The Oldham house slammed into railroad tracks where it came to a stop, perpendicular to the rail lines twisted like licorice whips by the storm.

Bonnie Oldham, 52, said it was the already mangled railroad tracks that effectively blocked their house from going any farther. Even though the house stopped on the tracks, the night was just beginning for the Oldhams.

They screamed for help for more than five hours, the house lodged on the railroad tracks, but Bonnie Oldham said because it was so dark and the storm was so loud, no one could find them. And besides, there weren't supposed to be any houses where theirs ended up on the tracks.

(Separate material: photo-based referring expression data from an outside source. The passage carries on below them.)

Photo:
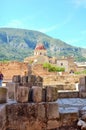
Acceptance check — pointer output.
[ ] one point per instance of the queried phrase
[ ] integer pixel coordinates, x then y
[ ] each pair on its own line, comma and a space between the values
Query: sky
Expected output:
60, 19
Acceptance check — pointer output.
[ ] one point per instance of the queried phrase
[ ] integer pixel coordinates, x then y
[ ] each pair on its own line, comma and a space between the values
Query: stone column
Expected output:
22, 94
3, 95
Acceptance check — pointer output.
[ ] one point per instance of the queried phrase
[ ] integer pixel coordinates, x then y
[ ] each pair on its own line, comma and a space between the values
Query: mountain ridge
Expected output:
16, 44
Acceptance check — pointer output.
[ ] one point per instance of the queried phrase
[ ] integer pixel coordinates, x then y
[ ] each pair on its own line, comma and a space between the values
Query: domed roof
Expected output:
40, 46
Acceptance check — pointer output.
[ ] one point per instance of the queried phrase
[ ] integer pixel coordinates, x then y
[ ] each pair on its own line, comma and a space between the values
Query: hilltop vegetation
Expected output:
16, 44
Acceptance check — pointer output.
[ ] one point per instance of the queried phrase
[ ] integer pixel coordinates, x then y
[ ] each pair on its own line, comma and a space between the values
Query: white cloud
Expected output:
49, 29
15, 24
79, 3
56, 26
83, 32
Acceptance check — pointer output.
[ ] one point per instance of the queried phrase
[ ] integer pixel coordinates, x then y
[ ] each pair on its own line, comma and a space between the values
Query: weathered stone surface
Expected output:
51, 94
39, 84
24, 80
69, 119
68, 94
3, 95
82, 88
12, 89
41, 112
26, 116
37, 94
82, 80
39, 79
16, 79
52, 110
82, 94
2, 118
31, 78
22, 94
53, 124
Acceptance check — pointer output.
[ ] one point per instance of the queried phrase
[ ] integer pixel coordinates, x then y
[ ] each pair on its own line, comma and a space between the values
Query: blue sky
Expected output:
61, 19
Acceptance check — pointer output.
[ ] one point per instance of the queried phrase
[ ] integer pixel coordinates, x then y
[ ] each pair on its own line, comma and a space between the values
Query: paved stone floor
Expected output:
71, 105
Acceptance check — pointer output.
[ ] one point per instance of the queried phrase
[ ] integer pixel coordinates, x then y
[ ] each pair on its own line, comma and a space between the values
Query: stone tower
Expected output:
40, 50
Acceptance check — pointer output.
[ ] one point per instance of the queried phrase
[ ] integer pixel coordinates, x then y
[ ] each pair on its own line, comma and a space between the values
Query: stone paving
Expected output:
69, 105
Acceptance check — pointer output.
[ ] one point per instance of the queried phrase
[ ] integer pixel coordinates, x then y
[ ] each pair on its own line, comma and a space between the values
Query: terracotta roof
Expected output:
40, 47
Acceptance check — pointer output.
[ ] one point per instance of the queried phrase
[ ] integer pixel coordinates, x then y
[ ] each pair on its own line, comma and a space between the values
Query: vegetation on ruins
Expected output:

Finally in the early morning, around 5 a.m., she said a firefighter spotted them and a boat came to their rescue. All three were taken to Winona Community Hospital, where Roger Oldham said they warmed up, but were released with just a few scratches Sunday.

Now they have to figure out what to do next.

"Everything's gone," Bonnie Oldham said, breaking down into tears as neighbors came to hear the story and offer support.

Roger Oldham, who's lived in Stockton since 1968, knows he's not coming back.

"I ain't gonna build here again," he said. "I think I'll move out of town. Taxes are too high here anyway."